Breeding. Mating in the eastern forests generally takes place between July and November. The gestation period is about 75 days and litter size is one. Females have one pair of inguinal mammae. Before copulation the male pursues the female with increasing intensity and both animals mark prominent objects with the cheek and sub-mandibular glands. Males frequently sniff the females’ urogenital region. Copulation takes place after the female solicits the male by lowering and quivering the anterior portion of the body and slowly treading the hindquarters. Neck biting was not observed in this species. Individual copulation bouts usually last 10-30 seconds and the complete sequence of 7-12 copulations takes place during a period of 15-80 minutes. Neonates are fully furred, generally weigh between 40 and 50 g, and have the same pelage coloration as adults. The auditory canal is open at birth, the eyes open on day 4, the incisors erupt on day 8, and the premolars on day 21. Walking commences at day 12. Weaning takes place at approximately 2 to 2-5 months and the young start to hunt small prey at three months; they retain the deciduous dentition until seven months. After the young become active, they can be seen foraging in the forest with their parents; they probably remain with their parents for up to one year, when they reach adult size. They reach reproductive age at two years. There is some evidence that in some portions of this species’ range, females may reproduce twice in good years. This might explain pairs being observed with two young of different sizes.

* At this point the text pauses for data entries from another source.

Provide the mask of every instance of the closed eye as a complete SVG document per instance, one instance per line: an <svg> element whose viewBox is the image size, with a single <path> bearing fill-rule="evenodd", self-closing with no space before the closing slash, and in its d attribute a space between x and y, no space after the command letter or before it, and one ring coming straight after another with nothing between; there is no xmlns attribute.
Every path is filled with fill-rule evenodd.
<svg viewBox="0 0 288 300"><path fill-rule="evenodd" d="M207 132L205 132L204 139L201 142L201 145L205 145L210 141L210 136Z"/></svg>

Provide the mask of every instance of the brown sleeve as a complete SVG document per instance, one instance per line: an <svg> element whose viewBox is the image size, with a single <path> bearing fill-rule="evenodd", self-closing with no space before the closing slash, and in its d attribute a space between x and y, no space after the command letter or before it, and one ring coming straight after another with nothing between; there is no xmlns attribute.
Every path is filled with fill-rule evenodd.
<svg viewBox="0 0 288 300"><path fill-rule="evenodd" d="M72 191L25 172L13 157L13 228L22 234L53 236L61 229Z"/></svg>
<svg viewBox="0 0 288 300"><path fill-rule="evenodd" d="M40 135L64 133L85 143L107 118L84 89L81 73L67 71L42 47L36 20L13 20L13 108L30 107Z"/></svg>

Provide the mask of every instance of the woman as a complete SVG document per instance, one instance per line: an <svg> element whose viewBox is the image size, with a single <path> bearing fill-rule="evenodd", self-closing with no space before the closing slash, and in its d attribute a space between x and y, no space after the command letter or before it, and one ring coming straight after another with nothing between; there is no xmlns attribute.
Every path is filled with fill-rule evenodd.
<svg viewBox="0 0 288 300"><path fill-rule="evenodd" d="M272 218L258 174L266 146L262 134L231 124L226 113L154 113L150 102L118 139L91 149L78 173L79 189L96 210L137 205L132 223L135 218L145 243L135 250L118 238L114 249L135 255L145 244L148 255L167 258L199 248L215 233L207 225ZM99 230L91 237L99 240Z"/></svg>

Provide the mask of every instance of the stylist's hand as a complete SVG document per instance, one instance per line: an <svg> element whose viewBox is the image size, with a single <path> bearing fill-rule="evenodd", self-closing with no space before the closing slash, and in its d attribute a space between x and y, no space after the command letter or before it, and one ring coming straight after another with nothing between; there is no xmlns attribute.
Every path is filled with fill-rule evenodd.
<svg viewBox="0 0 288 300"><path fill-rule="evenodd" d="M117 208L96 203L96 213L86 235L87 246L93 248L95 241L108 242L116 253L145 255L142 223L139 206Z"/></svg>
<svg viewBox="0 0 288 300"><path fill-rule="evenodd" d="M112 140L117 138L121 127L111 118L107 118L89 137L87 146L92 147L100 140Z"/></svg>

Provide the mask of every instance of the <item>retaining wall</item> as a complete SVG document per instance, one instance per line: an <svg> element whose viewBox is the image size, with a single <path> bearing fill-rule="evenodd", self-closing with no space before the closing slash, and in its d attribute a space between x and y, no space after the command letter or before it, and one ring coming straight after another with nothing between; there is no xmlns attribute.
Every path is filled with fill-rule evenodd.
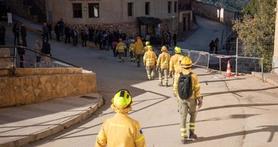
<svg viewBox="0 0 278 147"><path fill-rule="evenodd" d="M94 73L82 68L0 70L0 107L27 104L96 92Z"/></svg>

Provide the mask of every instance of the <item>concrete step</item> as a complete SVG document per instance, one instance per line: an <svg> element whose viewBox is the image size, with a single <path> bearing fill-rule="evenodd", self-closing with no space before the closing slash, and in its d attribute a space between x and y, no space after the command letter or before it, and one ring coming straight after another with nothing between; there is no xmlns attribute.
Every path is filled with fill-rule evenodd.
<svg viewBox="0 0 278 147"><path fill-rule="evenodd" d="M0 147L22 146L88 118L103 104L99 93L0 108Z"/></svg>

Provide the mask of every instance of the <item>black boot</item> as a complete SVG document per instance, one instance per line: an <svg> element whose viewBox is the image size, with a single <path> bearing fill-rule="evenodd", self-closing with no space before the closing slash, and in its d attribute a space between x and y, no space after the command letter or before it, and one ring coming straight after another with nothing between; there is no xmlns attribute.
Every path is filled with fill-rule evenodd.
<svg viewBox="0 0 278 147"><path fill-rule="evenodd" d="M187 140L186 139L182 139L182 144L187 144Z"/></svg>
<svg viewBox="0 0 278 147"><path fill-rule="evenodd" d="M189 139L196 139L197 135L194 134L194 131L189 130Z"/></svg>

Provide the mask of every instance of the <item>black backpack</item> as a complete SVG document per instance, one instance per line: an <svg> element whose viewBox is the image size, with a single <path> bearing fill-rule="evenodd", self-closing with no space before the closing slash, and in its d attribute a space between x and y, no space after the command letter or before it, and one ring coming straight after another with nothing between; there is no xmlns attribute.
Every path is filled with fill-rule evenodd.
<svg viewBox="0 0 278 147"><path fill-rule="evenodd" d="M181 99L187 99L192 96L192 81L191 74L184 74L179 73L179 83L177 85L177 92Z"/></svg>

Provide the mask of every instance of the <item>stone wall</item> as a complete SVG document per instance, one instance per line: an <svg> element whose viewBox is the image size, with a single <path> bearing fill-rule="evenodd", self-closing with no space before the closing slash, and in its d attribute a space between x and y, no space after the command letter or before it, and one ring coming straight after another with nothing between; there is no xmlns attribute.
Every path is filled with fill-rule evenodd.
<svg viewBox="0 0 278 147"><path fill-rule="evenodd" d="M0 57L9 56L11 56L9 48L0 48ZM0 58L0 69L11 69L11 58Z"/></svg>
<svg viewBox="0 0 278 147"><path fill-rule="evenodd" d="M217 10L220 12L221 8L214 6L210 4L204 4L201 1L192 1L192 8L194 13L210 20L220 21L220 14L217 17ZM224 10L223 22L229 22L231 19L234 19L234 12Z"/></svg>
<svg viewBox="0 0 278 147"><path fill-rule="evenodd" d="M43 74L39 74L34 70L41 70ZM52 71L44 73L45 70L17 69L16 73L22 75L0 77L0 107L96 92L94 73L82 74L82 69L68 69L65 72L63 68L49 69Z"/></svg>
<svg viewBox="0 0 278 147"><path fill-rule="evenodd" d="M32 5L37 6L44 13L46 13L45 1L46 0L33 0L30 1L30 3ZM24 6L23 0L8 0L6 1L6 3L13 13L15 13L34 23L38 23L38 17L37 15L32 15L30 13L31 4L30 6Z"/></svg>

Status and Conservation. Listed in The IUCN Red List as Least Concern. The result of a Conservation Breeding Specialist Group workshop sponsored by the SSC/IUCN held in 2001 and attended by specialists working on Madagascar Carnivores gave the status of G. e. elegans and G. e. occidentalis as Least Concern and that of G. e. dambrensis as Vulnerable. Continued reduction of forest cover across this species’ range is a major pressure on existing populations. Perhaps of less importance is the utilization of body parts of this animal, particularly in the southern portions of its range, for various medicinal and supernatural potions, as well as its being hunted for bush meat. It can be found at the ecotone between forest and anthropogenic zones, where it is in contact and conflict with people and their domestic animals. Ring-tailed Vontsira are considered poultry raiders and are hunted and persecuted. Their bad reputation may not be deserved, since Ring-tailed Vontsira is a conspicuous diurnal animal. In general, given the wide distribution of Ring-tailed Vontsira on Madagascar and their relatively high densities in certain areas, they are among the less threatened native Carnivora on the island. Further, they occur in regenerating forests, cross open areas between forest fragments, and are seen where there are non-native trees in close proximity to native forests.

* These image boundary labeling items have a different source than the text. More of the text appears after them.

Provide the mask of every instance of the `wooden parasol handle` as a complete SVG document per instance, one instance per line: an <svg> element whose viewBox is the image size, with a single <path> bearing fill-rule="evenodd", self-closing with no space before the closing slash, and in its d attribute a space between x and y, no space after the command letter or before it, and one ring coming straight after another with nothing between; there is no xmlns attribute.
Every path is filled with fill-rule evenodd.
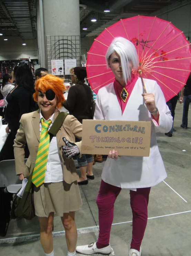
<svg viewBox="0 0 191 256"><path fill-rule="evenodd" d="M145 86L144 86L144 81L143 80L143 78L142 77L142 76L141 75L141 74L142 73L142 71L141 69L138 69L138 72L139 74L140 75L140 76L141 77L141 82L142 83L142 85L143 86L143 88L144 89L144 92L145 93L147 93L147 90L146 90L146 88L145 88Z"/></svg>

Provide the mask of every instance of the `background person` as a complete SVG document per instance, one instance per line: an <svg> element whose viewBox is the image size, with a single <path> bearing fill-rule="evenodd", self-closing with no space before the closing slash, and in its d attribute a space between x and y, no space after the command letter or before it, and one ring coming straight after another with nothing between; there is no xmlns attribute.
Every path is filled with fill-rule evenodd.
<svg viewBox="0 0 191 256"><path fill-rule="evenodd" d="M70 70L72 82L75 85L71 86L68 91L67 100L62 104L78 121L82 123L83 119L91 119L91 110L92 92L90 86L84 83L87 76L85 67L76 67ZM77 139L76 141L79 141ZM91 155L84 155L80 158L77 157L81 172L78 184L86 185L87 178L94 179L92 172L93 158ZM86 169L87 174L86 175Z"/></svg>
<svg viewBox="0 0 191 256"><path fill-rule="evenodd" d="M173 118L173 124L171 128L171 130L168 132L165 132L164 134L168 137L172 137L173 133L173 124L174 124L174 119L175 115L175 108L177 105L177 103L178 99L178 95L175 95L167 102L167 105L169 108L171 112L171 115Z"/></svg>
<svg viewBox="0 0 191 256"><path fill-rule="evenodd" d="M15 86L12 84L13 83L13 77L11 74L5 74L3 76L2 85L1 87L1 92L4 98L3 109L4 113L7 105L7 101L6 99L7 96L11 91L15 87Z"/></svg>
<svg viewBox="0 0 191 256"><path fill-rule="evenodd" d="M132 239L128 256L140 256L151 187L167 177L157 145L155 129L168 132L172 125L172 118L156 82L144 79L149 92L143 93L141 78L132 72L133 67L138 68L139 61L135 47L131 42L123 37L114 38L108 48L105 60L115 79L99 90L94 118L150 121L150 153L148 157L123 156L118 158L117 151L110 152L97 199L99 226L98 241L77 246L76 250L85 254L110 253L114 203L121 189L125 188L130 190L133 215Z"/></svg>
<svg viewBox="0 0 191 256"><path fill-rule="evenodd" d="M13 73L16 85L7 96L5 118L8 123L7 130L11 130L14 138L22 115L31 112L34 104L33 76L29 66L22 62L14 68Z"/></svg>
<svg viewBox="0 0 191 256"><path fill-rule="evenodd" d="M35 77L36 79L39 79L42 77L48 74L48 70L44 68L39 68L35 70Z"/></svg>
<svg viewBox="0 0 191 256"><path fill-rule="evenodd" d="M180 125L181 127L185 129L188 128L188 115L190 103L191 103L191 73L190 74L186 84L180 90L180 103L183 102L182 121Z"/></svg>
<svg viewBox="0 0 191 256"><path fill-rule="evenodd" d="M39 221L40 241L45 255L54 255L52 228L55 213L61 218L65 230L68 255L73 256L77 237L75 212L82 202L75 164L73 159L62 156L62 147L65 145L63 137L72 142L75 142L75 136L81 139L82 125L73 116L68 115L50 143L47 133L64 101L65 88L63 79L48 74L37 80L35 89L34 98L40 109L21 117L14 145L16 174L22 180L34 169L35 214ZM30 155L25 165L23 149L26 143ZM81 143L77 143L80 148Z"/></svg>

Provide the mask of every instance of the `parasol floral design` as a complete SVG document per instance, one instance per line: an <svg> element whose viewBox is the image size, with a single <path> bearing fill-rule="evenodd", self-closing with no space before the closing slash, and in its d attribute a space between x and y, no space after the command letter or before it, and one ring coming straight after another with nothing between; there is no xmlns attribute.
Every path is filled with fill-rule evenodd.
<svg viewBox="0 0 191 256"><path fill-rule="evenodd" d="M190 44L171 22L138 16L121 20L94 39L88 53L86 67L88 81L96 93L114 80L112 72L107 69L105 56L117 36L128 39L135 47L140 65L133 69L133 73L140 77L140 70L143 79L157 81L167 101L178 93L191 70Z"/></svg>

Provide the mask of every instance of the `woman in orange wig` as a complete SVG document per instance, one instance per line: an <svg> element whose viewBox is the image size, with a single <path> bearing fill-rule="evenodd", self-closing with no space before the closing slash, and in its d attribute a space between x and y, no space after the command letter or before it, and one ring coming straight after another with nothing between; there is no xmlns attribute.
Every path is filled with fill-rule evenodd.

Bibliography. Albignac (1969, 1973, 1984), Britt & Virkaitis (2003), Carlsson (1910), Conservation Breeding Specialist Group (SSC/IUCN) (2002), Decary (1950), Dunham (1998), Golden (2005), Goodman (1996a, 20033, 2003b), Goodman & Pidgeon (1999), IUCN (2007), Jenkins & Carleton (2005), Larkin & Roberts (1979), Pocock (1915a), Rand (1935), Ryan et al. (1993), Tate & Rand (1941), Wesener & Sierwald (2005).